Burton v. Dewey, 46 P. 325; Eckhart v. Heier, 158 N.W. 503; Ohio Electric Car Co. v. Le Sage, 188 P. 982.

The losses have not been realized or definitely ascertained as provided for in said agreement until the securities have been exhausted. The mere foreclosure and purchasing of property does not cover the situation.

Whitman v. Union Trust Company, 57 A. 879.

Banks are regulated by the statute laws of the state of Mississippi which has superseded the common law in so far as the question of their operations and governmental regulations are concerned.

Chapter 85, Hemingway's Code of 1927; Drady v. Given, 126 Iowa 345.

Theoretically, at least, there could not be insolvency if the assets of the bank were adequate. Its properties and securities would likely be sound and sufficient, if from time to time, the banking department requires the removal or strengthening of sufficient assets as a condition precedent to continuation in business. By the so-called guaranty, however, the bank's weakened financial condition was not strengthened into a substantial position. Whatever weakness existed was permitted, under the agreement, to remain. Bad assets were not removed or strengthened, but allowed to continue as a handicap to business stability and progress.

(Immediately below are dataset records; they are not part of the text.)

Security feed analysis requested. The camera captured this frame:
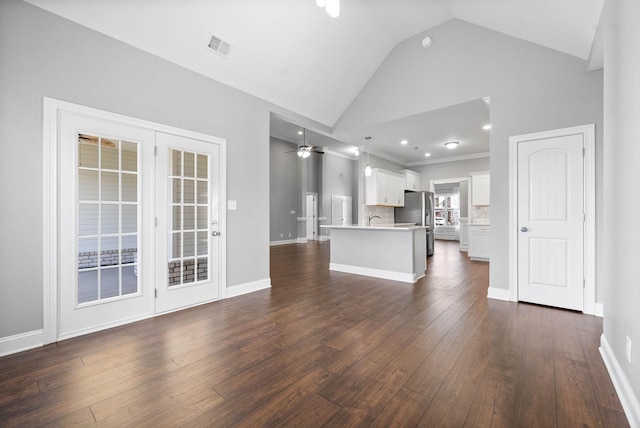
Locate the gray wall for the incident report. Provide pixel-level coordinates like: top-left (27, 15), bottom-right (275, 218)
top-left (336, 20), bottom-right (603, 291)
top-left (0, 0), bottom-right (295, 337)
top-left (410, 158), bottom-right (490, 190)
top-left (601, 0), bottom-right (640, 404)
top-left (411, 158), bottom-right (490, 221)
top-left (269, 138), bottom-right (300, 242)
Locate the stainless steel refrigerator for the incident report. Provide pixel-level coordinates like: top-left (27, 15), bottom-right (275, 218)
top-left (395, 191), bottom-right (435, 256)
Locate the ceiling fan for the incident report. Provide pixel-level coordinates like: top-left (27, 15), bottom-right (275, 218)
top-left (285, 128), bottom-right (324, 159)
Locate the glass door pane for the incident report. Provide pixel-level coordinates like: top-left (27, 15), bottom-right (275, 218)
top-left (167, 149), bottom-right (210, 287)
top-left (76, 134), bottom-right (140, 304)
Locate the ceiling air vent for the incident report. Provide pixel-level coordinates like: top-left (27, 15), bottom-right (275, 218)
top-left (208, 36), bottom-right (231, 58)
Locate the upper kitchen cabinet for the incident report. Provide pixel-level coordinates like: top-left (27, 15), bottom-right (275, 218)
top-left (365, 168), bottom-right (405, 207)
top-left (469, 171), bottom-right (491, 206)
top-left (401, 169), bottom-right (422, 192)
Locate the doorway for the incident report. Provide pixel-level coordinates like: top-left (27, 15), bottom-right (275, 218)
top-left (43, 99), bottom-right (226, 343)
top-left (306, 193), bottom-right (318, 241)
top-left (509, 125), bottom-right (595, 314)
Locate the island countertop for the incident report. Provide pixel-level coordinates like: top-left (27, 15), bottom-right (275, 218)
top-left (320, 223), bottom-right (429, 230)
top-left (322, 223), bottom-right (429, 283)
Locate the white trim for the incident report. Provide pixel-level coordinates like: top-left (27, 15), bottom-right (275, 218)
top-left (42, 97), bottom-right (227, 344)
top-left (0, 330), bottom-right (44, 357)
top-left (56, 308), bottom-right (157, 341)
top-left (600, 334), bottom-right (640, 428)
top-left (42, 97), bottom-right (58, 344)
top-left (269, 239), bottom-right (298, 247)
top-left (227, 278), bottom-right (271, 299)
top-left (595, 302), bottom-right (604, 318)
top-left (329, 263), bottom-right (424, 284)
top-left (487, 287), bottom-right (511, 302)
top-left (406, 152), bottom-right (490, 166)
top-left (509, 124), bottom-right (596, 315)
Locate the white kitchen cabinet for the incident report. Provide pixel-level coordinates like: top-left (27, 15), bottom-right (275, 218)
top-left (365, 168), bottom-right (405, 207)
top-left (470, 172), bottom-right (491, 206)
top-left (467, 224), bottom-right (491, 261)
top-left (402, 169), bottom-right (422, 192)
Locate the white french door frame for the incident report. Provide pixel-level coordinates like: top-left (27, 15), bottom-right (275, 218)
top-left (509, 124), bottom-right (602, 316)
top-left (42, 97), bottom-right (227, 345)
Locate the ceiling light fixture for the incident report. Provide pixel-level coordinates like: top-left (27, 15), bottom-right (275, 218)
top-left (298, 146), bottom-right (311, 159)
top-left (364, 137), bottom-right (371, 177)
top-left (296, 128), bottom-right (311, 160)
top-left (444, 141), bottom-right (460, 150)
top-left (316, 0), bottom-right (340, 18)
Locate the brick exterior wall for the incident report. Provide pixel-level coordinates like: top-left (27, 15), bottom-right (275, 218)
top-left (168, 258), bottom-right (209, 286)
top-left (78, 248), bottom-right (138, 269)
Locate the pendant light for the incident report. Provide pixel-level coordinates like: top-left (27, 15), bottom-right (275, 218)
top-left (316, 0), bottom-right (340, 18)
top-left (364, 137), bottom-right (371, 177)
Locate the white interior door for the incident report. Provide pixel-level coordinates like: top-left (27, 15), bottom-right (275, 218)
top-left (55, 112), bottom-right (154, 339)
top-left (517, 134), bottom-right (585, 310)
top-left (306, 194), bottom-right (318, 241)
top-left (156, 133), bottom-right (225, 312)
top-left (331, 195), bottom-right (352, 226)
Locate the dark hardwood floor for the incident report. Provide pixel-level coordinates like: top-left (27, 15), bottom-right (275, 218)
top-left (0, 241), bottom-right (628, 427)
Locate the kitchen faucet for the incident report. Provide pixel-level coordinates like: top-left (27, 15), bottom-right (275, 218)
top-left (368, 215), bottom-right (382, 226)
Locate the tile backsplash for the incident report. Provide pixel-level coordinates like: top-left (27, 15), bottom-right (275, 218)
top-left (470, 205), bottom-right (491, 224)
top-left (360, 205), bottom-right (395, 225)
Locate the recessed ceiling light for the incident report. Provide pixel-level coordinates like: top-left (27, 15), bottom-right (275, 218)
top-left (444, 141), bottom-right (460, 150)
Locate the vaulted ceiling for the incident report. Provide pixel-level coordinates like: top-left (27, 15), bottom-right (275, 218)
top-left (26, 0), bottom-right (604, 126)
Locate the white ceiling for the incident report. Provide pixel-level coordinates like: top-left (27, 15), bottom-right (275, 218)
top-left (26, 0), bottom-right (604, 164)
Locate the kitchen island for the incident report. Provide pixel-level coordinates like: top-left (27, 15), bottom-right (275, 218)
top-left (320, 223), bottom-right (428, 283)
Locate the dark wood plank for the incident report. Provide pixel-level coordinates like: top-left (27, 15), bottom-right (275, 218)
top-left (554, 356), bottom-right (603, 427)
top-left (0, 241), bottom-right (628, 427)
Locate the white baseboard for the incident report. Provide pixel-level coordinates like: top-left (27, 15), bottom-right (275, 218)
top-left (329, 263), bottom-right (424, 284)
top-left (0, 330), bottom-right (44, 357)
top-left (600, 334), bottom-right (640, 428)
top-left (269, 239), bottom-right (298, 247)
top-left (487, 287), bottom-right (511, 302)
top-left (594, 302), bottom-right (604, 318)
top-left (226, 278), bottom-right (271, 299)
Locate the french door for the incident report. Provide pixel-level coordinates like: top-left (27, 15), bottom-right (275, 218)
top-left (156, 133), bottom-right (221, 312)
top-left (52, 100), bottom-right (226, 343)
top-left (57, 113), bottom-right (155, 339)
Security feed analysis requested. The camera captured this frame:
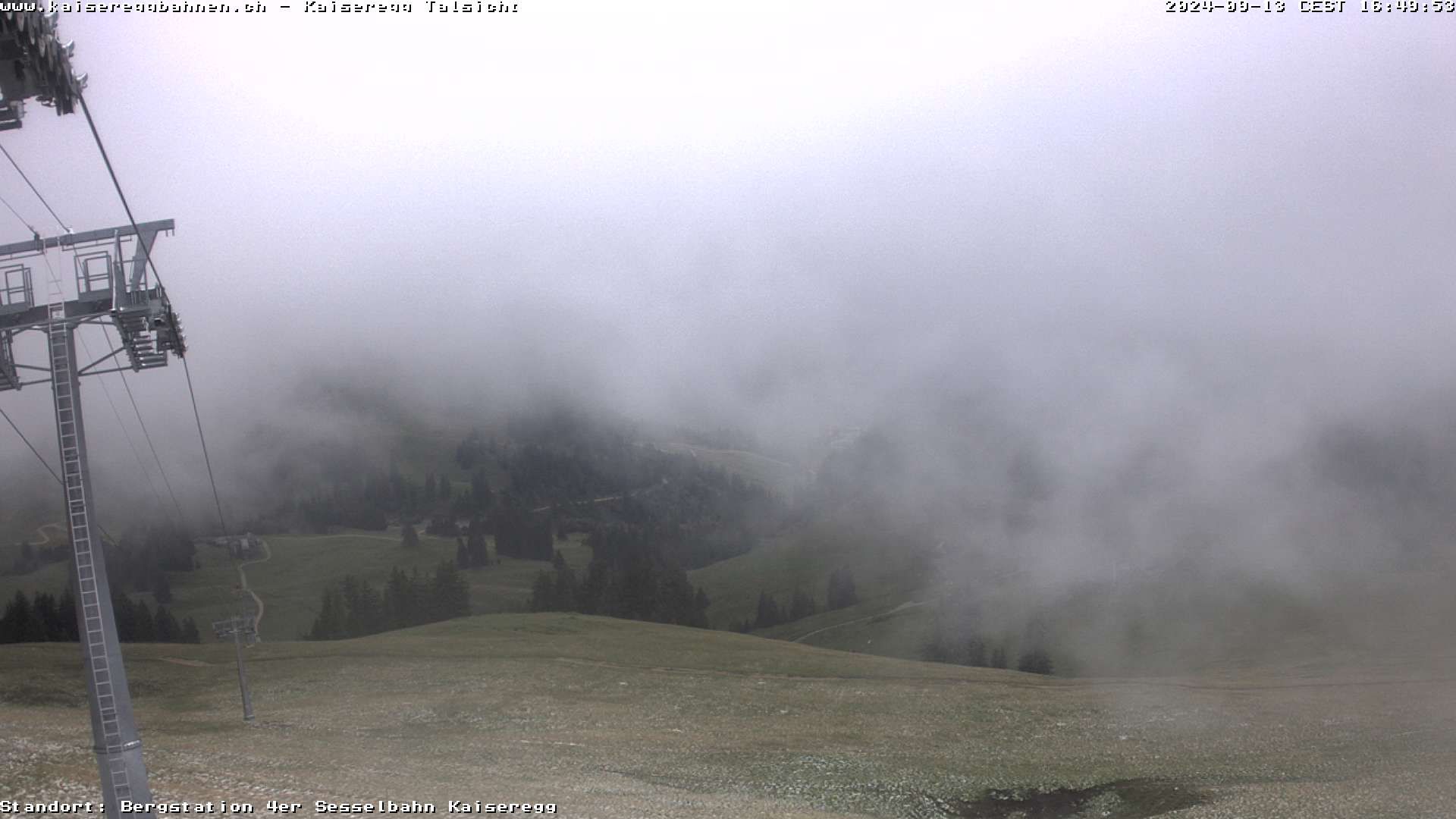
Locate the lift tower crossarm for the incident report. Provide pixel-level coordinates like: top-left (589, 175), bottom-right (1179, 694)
top-left (0, 218), bottom-right (176, 258)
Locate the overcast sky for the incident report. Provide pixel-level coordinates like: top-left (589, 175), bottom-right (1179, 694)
top-left (0, 8), bottom-right (1456, 536)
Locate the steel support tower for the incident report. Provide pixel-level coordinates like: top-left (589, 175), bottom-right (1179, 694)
top-left (0, 220), bottom-right (187, 819)
top-left (212, 615), bottom-right (258, 723)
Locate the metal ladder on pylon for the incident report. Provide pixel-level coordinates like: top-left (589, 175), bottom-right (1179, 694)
top-left (46, 303), bottom-right (131, 799)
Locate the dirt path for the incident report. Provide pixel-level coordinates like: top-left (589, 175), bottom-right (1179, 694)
top-left (789, 601), bottom-right (935, 642)
top-left (532, 495), bottom-right (622, 512)
top-left (237, 538), bottom-right (272, 634)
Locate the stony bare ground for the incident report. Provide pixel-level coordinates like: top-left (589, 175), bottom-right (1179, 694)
top-left (0, 615), bottom-right (1456, 819)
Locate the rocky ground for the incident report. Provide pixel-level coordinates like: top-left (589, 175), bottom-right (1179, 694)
top-left (0, 615), bottom-right (1456, 819)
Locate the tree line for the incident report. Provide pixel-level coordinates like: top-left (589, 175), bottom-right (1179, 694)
top-left (0, 587), bottom-right (202, 642)
top-left (530, 525), bottom-right (708, 628)
top-left (734, 567), bottom-right (859, 634)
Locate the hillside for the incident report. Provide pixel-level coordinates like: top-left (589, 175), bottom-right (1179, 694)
top-left (0, 528), bottom-right (590, 642)
top-left (0, 613), bottom-right (1456, 819)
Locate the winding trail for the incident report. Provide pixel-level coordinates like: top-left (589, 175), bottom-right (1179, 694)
top-left (789, 601), bottom-right (935, 642)
top-left (237, 538), bottom-right (272, 634)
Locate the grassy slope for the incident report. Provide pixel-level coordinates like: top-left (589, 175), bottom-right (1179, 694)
top-left (689, 525), bottom-right (920, 626)
top-left (652, 443), bottom-right (810, 495)
top-left (0, 529), bottom-right (592, 640)
top-left (0, 615), bottom-right (1456, 819)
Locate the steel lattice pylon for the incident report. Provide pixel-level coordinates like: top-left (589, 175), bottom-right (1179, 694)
top-left (0, 220), bottom-right (185, 819)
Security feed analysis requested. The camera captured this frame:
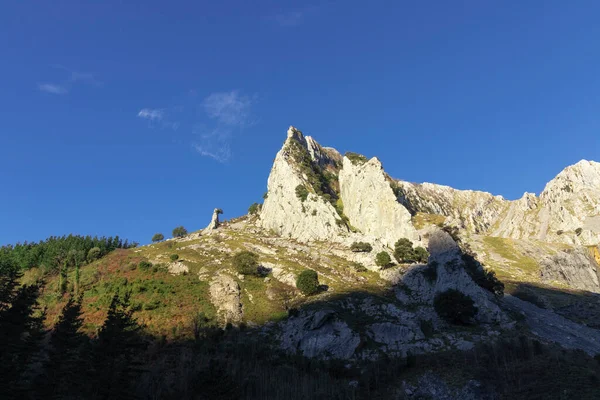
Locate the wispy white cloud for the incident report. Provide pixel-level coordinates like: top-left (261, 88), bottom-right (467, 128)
top-left (202, 90), bottom-right (252, 126)
top-left (138, 108), bottom-right (165, 121)
top-left (38, 83), bottom-right (69, 94)
top-left (192, 127), bottom-right (231, 163)
top-left (137, 90), bottom-right (256, 163)
top-left (193, 90), bottom-right (254, 163)
top-left (272, 10), bottom-right (306, 28)
top-left (38, 65), bottom-right (102, 94)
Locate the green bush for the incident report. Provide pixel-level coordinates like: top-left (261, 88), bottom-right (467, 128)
top-left (394, 238), bottom-right (415, 263)
top-left (138, 260), bottom-right (152, 271)
top-left (296, 269), bottom-right (319, 296)
top-left (143, 299), bottom-right (161, 311)
top-left (344, 151), bottom-right (367, 165)
top-left (87, 247), bottom-right (102, 262)
top-left (173, 226), bottom-right (187, 237)
top-left (350, 242), bottom-right (373, 253)
top-left (296, 185), bottom-right (308, 201)
top-left (423, 261), bottom-right (437, 283)
top-left (248, 203), bottom-right (260, 215)
top-left (433, 289), bottom-right (478, 325)
top-left (394, 238), bottom-right (429, 264)
top-left (232, 251), bottom-right (258, 275)
top-left (413, 246), bottom-right (429, 263)
top-left (350, 262), bottom-right (367, 272)
top-left (375, 251), bottom-right (392, 268)
top-left (461, 253), bottom-right (504, 297)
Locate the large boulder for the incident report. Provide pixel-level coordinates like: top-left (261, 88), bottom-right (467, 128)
top-left (209, 273), bottom-right (244, 325)
top-left (397, 230), bottom-right (509, 323)
top-left (259, 127), bottom-right (348, 241)
top-left (339, 157), bottom-right (419, 247)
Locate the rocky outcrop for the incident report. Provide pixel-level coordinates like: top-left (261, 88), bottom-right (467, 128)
top-left (167, 261), bottom-right (190, 275)
top-left (397, 231), bottom-right (509, 323)
top-left (339, 157), bottom-right (418, 247)
top-left (210, 273), bottom-right (244, 325)
top-left (204, 208), bottom-right (223, 232)
top-left (396, 181), bottom-right (506, 233)
top-left (280, 310), bottom-right (360, 359)
top-left (540, 247), bottom-right (600, 292)
top-left (260, 127), bottom-right (348, 241)
top-left (397, 160), bottom-right (600, 245)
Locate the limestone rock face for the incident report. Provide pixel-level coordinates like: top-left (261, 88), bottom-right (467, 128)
top-left (397, 160), bottom-right (600, 245)
top-left (204, 208), bottom-right (223, 231)
top-left (281, 310), bottom-right (360, 359)
top-left (260, 127), bottom-right (348, 241)
top-left (210, 273), bottom-right (244, 324)
top-left (396, 181), bottom-right (505, 233)
top-left (399, 230), bottom-right (509, 323)
top-left (540, 247), bottom-right (600, 292)
top-left (339, 157), bottom-right (418, 247)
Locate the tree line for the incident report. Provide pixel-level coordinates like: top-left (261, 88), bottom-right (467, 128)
top-left (0, 235), bottom-right (138, 273)
top-left (0, 262), bottom-right (147, 399)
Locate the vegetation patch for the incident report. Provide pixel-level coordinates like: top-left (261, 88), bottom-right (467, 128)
top-left (375, 251), bottom-right (392, 268)
top-left (433, 289), bottom-right (478, 325)
top-left (350, 242), bottom-right (373, 253)
top-left (394, 238), bottom-right (429, 264)
top-left (296, 269), bottom-right (319, 296)
top-left (344, 151), bottom-right (368, 165)
top-left (231, 251), bottom-right (260, 276)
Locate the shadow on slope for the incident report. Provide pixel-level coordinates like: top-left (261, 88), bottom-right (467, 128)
top-left (0, 276), bottom-right (600, 399)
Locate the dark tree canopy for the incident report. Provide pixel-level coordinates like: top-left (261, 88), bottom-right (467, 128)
top-left (375, 251), bottom-right (392, 268)
top-left (152, 233), bottom-right (165, 243)
top-left (433, 289), bottom-right (478, 325)
top-left (0, 235), bottom-right (137, 271)
top-left (173, 226), bottom-right (187, 237)
top-left (296, 269), bottom-right (319, 296)
top-left (232, 251), bottom-right (258, 275)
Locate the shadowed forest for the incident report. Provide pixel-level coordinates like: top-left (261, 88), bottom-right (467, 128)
top-left (0, 238), bottom-right (600, 399)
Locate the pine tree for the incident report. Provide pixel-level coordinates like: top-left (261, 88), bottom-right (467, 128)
top-left (89, 294), bottom-right (144, 399)
top-left (0, 284), bottom-right (45, 398)
top-left (58, 259), bottom-right (68, 294)
top-left (35, 296), bottom-right (88, 398)
top-left (0, 260), bottom-right (22, 313)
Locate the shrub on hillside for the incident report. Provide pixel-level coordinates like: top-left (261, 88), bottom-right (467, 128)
top-left (350, 262), bottom-right (367, 272)
top-left (296, 185), bottom-right (308, 201)
top-left (375, 251), bottom-right (392, 268)
top-left (296, 269), bottom-right (319, 296)
top-left (423, 261), bottom-right (438, 283)
top-left (461, 253), bottom-right (504, 297)
top-left (138, 260), bottom-right (152, 271)
top-left (433, 289), bottom-right (477, 325)
top-left (173, 226), bottom-right (187, 237)
top-left (394, 238), bottom-right (414, 263)
top-left (350, 242), bottom-right (373, 253)
top-left (248, 203), bottom-right (260, 215)
top-left (232, 251), bottom-right (258, 275)
top-left (344, 151), bottom-right (367, 165)
top-left (394, 238), bottom-right (429, 263)
top-left (413, 246), bottom-right (429, 263)
top-left (87, 247), bottom-right (102, 262)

Andrews, Supt. of Banking, v. Brown, 226 N.W. 75; Board of Commissioners of Leake County v. Citizen's Trust Savings Bank, 123 N.E. 130.

The courts have frequently considered cases wherein statutes required the payment of a sum of money in cash and an officer accepted some substitute. The authorities seem to be uniform on the proposition that such contracts are illegal and void.

30 Miss. 414; McWilliams, County Treasurer v. Phillips, 51 Miss. 196; Hardesty et al. v. Price, 3 Colo. 556; Ireland v. Guess, 3 U.C.Q.B. 220; Kendrick v. Crowell, 38 Me. 42; Bank v. Wakeman, 4 Cow. (N.Y.) 46; Kelly v. County, 215 P. 176; Town of Cottonwood v. Austin, 48 So. 345.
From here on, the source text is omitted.